Nos hemos ido más tarde a Spree Markt, que es un mercadillo muy chulo al que no iría Pitita Ridruejo ni en holograma.
No hemos comprado nada pero resulta que está ubicado en un barrio de lo más cool y nosotras sin saberlo. ¡Pero qué marcha! No obstante, nos hemos quedado mucho tiempo en un restaurante porque hemos querido celebrar nuestras últimas horas en la ciudad masticando la comida y reflexionando sobre detalles importantes: gente tóxica en nuestras vidas y la necesidad de hacer terapia. No era una charla como para despacharla en un ratito. Y además, ¡qué gusto da viajar haciendo lo que te da la gana!
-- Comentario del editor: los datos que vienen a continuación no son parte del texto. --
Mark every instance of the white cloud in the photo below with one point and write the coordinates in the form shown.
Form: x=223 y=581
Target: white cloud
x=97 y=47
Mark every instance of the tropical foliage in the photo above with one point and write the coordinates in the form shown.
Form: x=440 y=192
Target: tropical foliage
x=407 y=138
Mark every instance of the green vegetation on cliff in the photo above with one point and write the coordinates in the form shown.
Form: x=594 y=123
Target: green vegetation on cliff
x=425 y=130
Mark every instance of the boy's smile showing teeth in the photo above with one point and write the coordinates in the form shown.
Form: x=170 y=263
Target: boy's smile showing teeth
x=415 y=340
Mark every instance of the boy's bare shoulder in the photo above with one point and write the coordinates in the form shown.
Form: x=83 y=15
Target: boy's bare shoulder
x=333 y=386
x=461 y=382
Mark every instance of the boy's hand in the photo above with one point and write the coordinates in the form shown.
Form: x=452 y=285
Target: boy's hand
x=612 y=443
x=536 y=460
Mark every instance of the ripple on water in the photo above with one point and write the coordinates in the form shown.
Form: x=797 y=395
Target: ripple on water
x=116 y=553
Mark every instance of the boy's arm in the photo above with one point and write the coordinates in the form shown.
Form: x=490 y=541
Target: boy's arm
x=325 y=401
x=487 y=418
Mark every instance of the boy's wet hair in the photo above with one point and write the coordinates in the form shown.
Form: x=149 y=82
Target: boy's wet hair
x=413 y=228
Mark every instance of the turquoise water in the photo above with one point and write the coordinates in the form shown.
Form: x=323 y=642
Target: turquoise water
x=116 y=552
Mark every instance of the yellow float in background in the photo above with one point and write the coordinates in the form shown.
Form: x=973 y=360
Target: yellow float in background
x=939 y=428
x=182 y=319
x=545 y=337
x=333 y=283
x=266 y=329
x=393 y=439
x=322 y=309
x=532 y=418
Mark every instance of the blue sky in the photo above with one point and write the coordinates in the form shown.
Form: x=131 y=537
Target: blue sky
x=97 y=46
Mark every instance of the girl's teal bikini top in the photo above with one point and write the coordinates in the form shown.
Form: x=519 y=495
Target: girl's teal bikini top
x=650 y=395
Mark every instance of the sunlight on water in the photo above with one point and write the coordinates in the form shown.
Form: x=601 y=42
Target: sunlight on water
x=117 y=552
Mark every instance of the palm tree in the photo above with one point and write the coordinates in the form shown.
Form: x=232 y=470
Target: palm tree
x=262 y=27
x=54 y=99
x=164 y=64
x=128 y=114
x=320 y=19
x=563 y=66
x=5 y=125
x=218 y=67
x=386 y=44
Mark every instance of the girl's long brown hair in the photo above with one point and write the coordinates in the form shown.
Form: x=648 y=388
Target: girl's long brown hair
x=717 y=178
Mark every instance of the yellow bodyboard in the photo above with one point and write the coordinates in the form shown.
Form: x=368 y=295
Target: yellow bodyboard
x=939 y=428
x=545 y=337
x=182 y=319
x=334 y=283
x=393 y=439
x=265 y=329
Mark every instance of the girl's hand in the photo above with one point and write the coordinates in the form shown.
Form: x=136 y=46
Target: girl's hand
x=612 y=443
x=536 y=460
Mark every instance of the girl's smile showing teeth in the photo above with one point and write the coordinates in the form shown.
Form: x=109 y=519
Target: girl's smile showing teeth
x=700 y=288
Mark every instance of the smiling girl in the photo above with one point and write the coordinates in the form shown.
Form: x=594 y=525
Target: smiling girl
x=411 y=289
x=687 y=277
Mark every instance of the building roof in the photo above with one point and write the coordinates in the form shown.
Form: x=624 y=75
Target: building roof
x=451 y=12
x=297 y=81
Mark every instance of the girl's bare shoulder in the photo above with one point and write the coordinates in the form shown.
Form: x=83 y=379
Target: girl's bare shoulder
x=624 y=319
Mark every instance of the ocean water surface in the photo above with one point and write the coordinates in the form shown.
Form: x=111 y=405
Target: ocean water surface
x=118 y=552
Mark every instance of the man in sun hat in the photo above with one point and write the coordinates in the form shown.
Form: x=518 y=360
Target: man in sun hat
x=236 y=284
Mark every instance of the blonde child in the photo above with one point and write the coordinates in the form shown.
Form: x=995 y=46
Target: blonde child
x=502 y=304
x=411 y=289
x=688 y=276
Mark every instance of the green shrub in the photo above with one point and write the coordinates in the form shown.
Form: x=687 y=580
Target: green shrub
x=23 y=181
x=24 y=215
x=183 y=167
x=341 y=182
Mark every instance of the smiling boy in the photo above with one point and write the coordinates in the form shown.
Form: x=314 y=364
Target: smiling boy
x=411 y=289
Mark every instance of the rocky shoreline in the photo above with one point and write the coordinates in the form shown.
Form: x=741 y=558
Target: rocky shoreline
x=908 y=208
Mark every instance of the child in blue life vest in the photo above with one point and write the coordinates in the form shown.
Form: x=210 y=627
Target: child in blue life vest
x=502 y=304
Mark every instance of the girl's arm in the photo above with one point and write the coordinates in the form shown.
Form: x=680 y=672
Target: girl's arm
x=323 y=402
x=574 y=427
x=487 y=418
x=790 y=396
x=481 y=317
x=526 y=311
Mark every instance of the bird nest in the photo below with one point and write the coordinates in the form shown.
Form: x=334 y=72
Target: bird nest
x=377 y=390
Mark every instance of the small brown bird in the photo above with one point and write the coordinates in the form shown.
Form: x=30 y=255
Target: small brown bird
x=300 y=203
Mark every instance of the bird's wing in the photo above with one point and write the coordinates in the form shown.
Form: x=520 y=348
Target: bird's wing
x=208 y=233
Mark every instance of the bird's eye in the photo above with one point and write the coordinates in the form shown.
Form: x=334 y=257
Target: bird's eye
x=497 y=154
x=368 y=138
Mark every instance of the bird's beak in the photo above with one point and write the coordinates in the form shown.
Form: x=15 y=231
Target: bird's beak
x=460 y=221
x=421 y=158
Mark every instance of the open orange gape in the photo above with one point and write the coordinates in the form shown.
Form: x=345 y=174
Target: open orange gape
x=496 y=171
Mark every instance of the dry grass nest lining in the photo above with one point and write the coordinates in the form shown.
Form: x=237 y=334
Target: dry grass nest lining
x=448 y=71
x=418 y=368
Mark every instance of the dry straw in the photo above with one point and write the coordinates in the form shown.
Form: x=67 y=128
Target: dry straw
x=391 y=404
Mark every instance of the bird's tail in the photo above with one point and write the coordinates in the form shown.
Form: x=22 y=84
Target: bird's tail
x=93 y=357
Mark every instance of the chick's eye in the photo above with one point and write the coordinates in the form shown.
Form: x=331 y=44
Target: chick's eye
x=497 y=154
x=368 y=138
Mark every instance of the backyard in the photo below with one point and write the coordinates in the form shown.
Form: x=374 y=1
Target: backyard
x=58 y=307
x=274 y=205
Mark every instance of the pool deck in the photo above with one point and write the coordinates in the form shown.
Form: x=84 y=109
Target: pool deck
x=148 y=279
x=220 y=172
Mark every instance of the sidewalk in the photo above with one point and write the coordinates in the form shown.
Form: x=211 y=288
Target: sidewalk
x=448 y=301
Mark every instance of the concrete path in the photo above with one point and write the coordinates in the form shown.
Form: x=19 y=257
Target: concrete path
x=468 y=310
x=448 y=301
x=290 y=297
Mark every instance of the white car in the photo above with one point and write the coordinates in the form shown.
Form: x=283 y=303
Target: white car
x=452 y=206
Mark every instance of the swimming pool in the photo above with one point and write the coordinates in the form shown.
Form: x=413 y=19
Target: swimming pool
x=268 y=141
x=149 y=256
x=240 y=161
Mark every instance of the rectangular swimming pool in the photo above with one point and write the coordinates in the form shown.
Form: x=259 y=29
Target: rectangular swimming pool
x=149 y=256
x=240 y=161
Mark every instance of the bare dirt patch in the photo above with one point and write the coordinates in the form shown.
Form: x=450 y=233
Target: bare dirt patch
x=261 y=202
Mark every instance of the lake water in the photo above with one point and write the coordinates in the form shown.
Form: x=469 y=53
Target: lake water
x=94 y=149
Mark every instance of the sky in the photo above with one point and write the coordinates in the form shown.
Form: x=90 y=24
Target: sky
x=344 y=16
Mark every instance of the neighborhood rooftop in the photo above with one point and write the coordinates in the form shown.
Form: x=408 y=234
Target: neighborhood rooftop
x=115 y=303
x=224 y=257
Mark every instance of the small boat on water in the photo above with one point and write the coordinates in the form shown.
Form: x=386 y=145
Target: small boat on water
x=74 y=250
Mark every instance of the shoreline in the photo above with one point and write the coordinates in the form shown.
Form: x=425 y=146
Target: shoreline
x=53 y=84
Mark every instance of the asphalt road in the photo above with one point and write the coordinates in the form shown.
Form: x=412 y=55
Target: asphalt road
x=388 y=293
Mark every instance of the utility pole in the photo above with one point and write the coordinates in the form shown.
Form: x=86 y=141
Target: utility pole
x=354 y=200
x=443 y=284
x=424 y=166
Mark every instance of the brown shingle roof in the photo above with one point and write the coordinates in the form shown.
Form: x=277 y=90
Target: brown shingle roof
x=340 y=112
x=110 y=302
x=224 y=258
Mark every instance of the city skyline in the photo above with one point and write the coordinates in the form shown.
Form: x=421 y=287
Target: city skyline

He conseguido mandar las postales, no le llevo nada a mis hijos (mañana compraré un fake en Madrid) y quiero, absolutamente, volver a Berlín pronto. Aunque ya hemos dicho que el próximo viaje, tiene que ser Bruselas. Natalia Sierra Conde Saraiva do Carvalho, ¡ve peinándote que pasamos a buscarte!
Volvemos a casa, ¿ha pasado algo relevante en nuestra ausencia?